UI Automata

Declarative workflow engine for Windows UI automation, built for reliable unattended execution and AI agent use.

Automata.Demo.mp4

The problem

Windows work that is too interactive for a script and too tedious to do by hand — checking a service status in Event Viewer, extracting a value from a legacy desktop app, configuring a settings dialog with no API — is exactly what AI agents should handle. But every step in a Windows UI workflow can fail in ways a script cannot see:

Timing: a button click completes before the app finishes processing.

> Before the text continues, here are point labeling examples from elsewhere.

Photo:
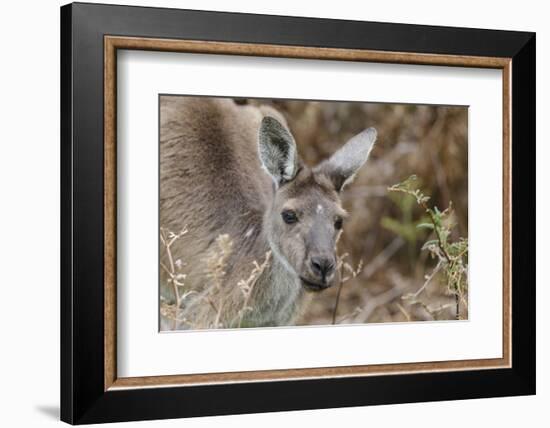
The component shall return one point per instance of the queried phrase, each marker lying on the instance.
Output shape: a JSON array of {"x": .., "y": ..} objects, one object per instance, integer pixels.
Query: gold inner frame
[{"x": 113, "y": 43}]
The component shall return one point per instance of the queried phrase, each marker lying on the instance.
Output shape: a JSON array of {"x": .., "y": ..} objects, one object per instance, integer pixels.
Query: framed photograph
[{"x": 266, "y": 213}]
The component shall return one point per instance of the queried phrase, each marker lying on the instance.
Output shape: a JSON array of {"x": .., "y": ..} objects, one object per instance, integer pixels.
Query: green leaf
[{"x": 425, "y": 226}]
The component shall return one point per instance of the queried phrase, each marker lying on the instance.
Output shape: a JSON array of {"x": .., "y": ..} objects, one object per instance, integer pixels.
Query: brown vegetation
[{"x": 389, "y": 272}]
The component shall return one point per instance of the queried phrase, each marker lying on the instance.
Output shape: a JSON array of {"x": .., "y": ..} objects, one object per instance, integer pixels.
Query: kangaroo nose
[{"x": 322, "y": 266}]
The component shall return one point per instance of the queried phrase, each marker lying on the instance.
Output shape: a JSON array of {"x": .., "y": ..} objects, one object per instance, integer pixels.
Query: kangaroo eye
[{"x": 289, "y": 216}]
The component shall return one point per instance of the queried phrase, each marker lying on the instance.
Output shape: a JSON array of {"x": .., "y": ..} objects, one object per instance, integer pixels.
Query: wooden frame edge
[{"x": 112, "y": 43}]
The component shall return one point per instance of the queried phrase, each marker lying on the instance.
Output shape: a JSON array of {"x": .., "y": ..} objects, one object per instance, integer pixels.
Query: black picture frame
[{"x": 83, "y": 398}]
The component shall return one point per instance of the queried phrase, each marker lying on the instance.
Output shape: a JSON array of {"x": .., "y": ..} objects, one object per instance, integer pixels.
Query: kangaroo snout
[{"x": 322, "y": 267}]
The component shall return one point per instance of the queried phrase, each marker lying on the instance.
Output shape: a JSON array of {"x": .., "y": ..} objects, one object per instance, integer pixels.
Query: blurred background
[{"x": 387, "y": 269}]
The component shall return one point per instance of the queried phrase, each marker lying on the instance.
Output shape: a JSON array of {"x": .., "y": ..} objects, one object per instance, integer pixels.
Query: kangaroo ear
[
  {"x": 277, "y": 150},
  {"x": 343, "y": 165}
]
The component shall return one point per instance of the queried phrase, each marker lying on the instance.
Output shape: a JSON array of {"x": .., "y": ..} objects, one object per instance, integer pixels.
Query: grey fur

The UI looks ready; it is not.
Transient disabled state: the element exists and is visible, but temporarily disabled. The click fires, nothing happens, no error is returned.
Popup interruptions: a modal dialog captures focus mid-step. The script waits for an outcome that will never come.
Stale handles: the app rebuilds its UI after a navigation. Cached references point to the wrong place; clicks land silently on the wrong target.
Focus loss: a keypress meant for one field lands on another.

These are not edge cases — they are routine in any real Windows application.

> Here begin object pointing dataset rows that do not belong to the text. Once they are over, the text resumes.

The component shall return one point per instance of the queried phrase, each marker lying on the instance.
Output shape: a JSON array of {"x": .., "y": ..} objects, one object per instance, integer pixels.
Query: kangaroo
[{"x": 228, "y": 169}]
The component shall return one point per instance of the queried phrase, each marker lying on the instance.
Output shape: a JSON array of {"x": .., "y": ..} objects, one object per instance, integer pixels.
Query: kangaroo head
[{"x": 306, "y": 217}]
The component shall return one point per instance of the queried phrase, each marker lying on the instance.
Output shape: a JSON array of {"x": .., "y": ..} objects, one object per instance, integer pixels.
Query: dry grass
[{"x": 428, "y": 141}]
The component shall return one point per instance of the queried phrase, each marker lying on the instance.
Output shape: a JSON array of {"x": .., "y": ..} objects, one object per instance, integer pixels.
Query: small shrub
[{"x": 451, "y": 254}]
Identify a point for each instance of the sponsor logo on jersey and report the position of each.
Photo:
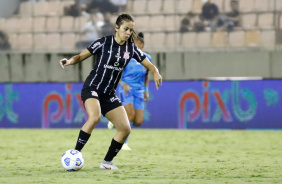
(95, 45)
(141, 52)
(94, 93)
(118, 55)
(126, 55)
(114, 99)
(112, 67)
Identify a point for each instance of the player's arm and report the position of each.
(157, 77)
(75, 59)
(146, 89)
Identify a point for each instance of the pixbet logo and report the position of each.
(201, 105)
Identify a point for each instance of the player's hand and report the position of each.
(146, 96)
(158, 80)
(64, 62)
(126, 88)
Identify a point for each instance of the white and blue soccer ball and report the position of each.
(72, 160)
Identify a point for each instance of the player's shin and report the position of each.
(113, 150)
(82, 140)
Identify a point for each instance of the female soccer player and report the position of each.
(133, 89)
(98, 93)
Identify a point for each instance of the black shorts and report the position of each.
(108, 102)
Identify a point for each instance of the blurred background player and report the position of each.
(133, 89)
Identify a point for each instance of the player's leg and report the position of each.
(119, 118)
(139, 114)
(127, 101)
(93, 110)
(138, 108)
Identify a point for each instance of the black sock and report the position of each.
(113, 150)
(81, 140)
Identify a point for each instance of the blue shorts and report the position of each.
(135, 97)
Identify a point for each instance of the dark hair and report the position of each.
(141, 35)
(126, 17)
(123, 17)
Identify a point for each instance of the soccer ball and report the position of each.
(72, 160)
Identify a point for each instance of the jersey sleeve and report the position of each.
(148, 56)
(138, 54)
(95, 46)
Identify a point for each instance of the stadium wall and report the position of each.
(193, 104)
(42, 67)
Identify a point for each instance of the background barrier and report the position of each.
(178, 104)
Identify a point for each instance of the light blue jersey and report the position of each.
(134, 75)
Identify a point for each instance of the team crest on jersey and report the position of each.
(140, 51)
(95, 45)
(126, 55)
(94, 93)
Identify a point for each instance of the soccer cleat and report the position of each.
(125, 147)
(108, 165)
(110, 125)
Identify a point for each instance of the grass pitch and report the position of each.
(157, 156)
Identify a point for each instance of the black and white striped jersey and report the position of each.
(111, 60)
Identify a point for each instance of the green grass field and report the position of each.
(157, 156)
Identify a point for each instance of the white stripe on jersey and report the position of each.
(137, 54)
(111, 50)
(112, 72)
(99, 62)
(119, 73)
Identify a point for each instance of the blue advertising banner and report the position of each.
(177, 104)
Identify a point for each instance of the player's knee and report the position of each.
(94, 119)
(131, 116)
(138, 122)
(127, 131)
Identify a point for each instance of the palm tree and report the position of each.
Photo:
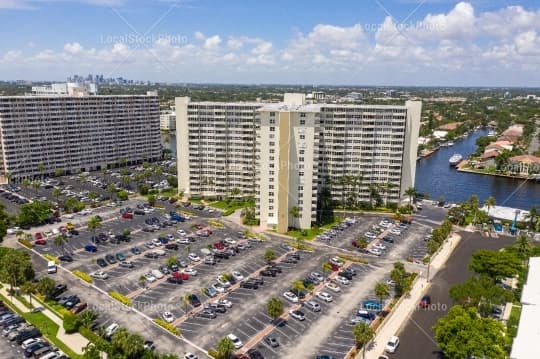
(533, 217)
(87, 318)
(93, 224)
(382, 291)
(29, 288)
(490, 203)
(295, 213)
(60, 241)
(411, 192)
(363, 334)
(225, 348)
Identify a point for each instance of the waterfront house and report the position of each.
(525, 164)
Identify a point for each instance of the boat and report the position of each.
(455, 159)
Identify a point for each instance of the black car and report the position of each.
(101, 262)
(194, 300)
(249, 285)
(66, 258)
(175, 280)
(255, 354)
(32, 333)
(345, 274)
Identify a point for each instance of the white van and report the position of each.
(51, 267)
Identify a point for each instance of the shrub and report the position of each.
(171, 328)
(84, 276)
(121, 298)
(25, 243)
(71, 323)
(50, 257)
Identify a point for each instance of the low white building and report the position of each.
(524, 346)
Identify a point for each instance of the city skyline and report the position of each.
(399, 43)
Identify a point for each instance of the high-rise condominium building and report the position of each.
(41, 134)
(298, 157)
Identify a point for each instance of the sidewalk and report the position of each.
(407, 304)
(75, 342)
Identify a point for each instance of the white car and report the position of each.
(342, 280)
(324, 296)
(290, 296)
(227, 303)
(333, 287)
(375, 251)
(168, 317)
(236, 341)
(99, 275)
(224, 282)
(157, 273)
(380, 246)
(29, 342)
(194, 258)
(237, 275)
(149, 277)
(190, 271)
(392, 345)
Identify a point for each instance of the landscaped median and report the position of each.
(84, 276)
(171, 328)
(121, 298)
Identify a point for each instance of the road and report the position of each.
(417, 335)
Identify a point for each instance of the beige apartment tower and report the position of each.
(293, 154)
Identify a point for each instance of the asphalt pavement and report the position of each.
(417, 335)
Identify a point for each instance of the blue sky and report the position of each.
(371, 42)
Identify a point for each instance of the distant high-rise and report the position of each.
(291, 154)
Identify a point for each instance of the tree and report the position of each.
(363, 334)
(381, 291)
(87, 318)
(60, 241)
(46, 286)
(274, 307)
(225, 348)
(295, 213)
(94, 224)
(15, 267)
(463, 334)
(495, 264)
(411, 193)
(269, 255)
(490, 203)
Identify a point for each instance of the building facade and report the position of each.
(42, 134)
(305, 155)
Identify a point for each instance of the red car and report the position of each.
(425, 302)
(181, 275)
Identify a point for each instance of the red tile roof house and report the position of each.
(525, 164)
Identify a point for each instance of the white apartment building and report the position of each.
(167, 120)
(42, 134)
(304, 151)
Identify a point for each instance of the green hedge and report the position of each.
(121, 298)
(171, 328)
(84, 276)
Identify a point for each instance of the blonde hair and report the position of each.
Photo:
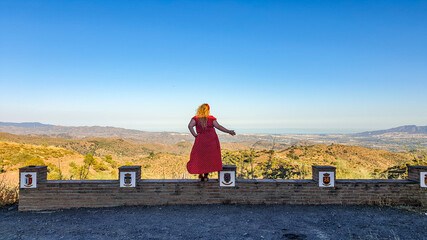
(203, 113)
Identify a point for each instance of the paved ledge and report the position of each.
(82, 181)
(388, 181)
(284, 181)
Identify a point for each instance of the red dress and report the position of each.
(206, 153)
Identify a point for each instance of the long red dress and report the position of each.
(206, 153)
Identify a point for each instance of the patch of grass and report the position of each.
(8, 193)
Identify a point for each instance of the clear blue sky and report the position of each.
(274, 65)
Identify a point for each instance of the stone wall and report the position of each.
(60, 194)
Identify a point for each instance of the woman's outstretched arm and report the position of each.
(191, 125)
(223, 129)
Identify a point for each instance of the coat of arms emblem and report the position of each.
(28, 180)
(128, 180)
(226, 179)
(326, 179)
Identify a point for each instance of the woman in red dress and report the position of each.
(206, 153)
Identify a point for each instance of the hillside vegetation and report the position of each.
(99, 158)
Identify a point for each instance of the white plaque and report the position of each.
(227, 178)
(423, 179)
(127, 179)
(28, 179)
(326, 179)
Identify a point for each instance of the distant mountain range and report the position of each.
(408, 129)
(35, 128)
(25, 125)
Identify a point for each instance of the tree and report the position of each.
(84, 170)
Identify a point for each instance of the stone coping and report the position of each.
(388, 181)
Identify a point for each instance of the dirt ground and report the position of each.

Why existing tools fall short

	UI Automata	AutoHotkey	UIPath	Selenium	Vision agents
Native Windows apps	✓	✓	✓	✗	✓
Structured recovery	✓	✗	partial	✗	✗
Agent-native	✓	✗	✗	✗	✓
Audit trail	✓	✗	✓	partial	✗
Execution speed	fast	fast	fast	fast	slow
Cost per run	low	low	high	low	high
Resolution-stable	✓	✗	partial	—	✗

AutoHotkey clicks pixel coordinates and Sleeps — no observable outcomes, no recovery. UIPath requires every edge case scripted in advance by a specialist. Selenium covers browsers only. pywinauto wraps UIA in Python but is fully imperative. Vision-based agents are slow, expensive per run, and fragile to layout changes.

The approach

Every action is an intent, not a command.

Each step declares an action, an expect condition, and an optional recovery handler. The engine runs the same lifecycle for every step:

Execute the action
Poll the expect condition every 100ms
Condition passes → advance; timeout → check recovery handlers, then retry, skip, or fail

- intent: click Open button
  action:
    type: Click
    scope: main_window
    selector: ">> [role=button][name=Open]"
  expect:
    type: DialogPresent
    scope: main_window
  timeout: 10s

No sleeps. No guessing. No silent failures. Recovery handlers are declared once and fire wherever their trigger condition is met; known failure modes are handled in one place, not scattered through step logic.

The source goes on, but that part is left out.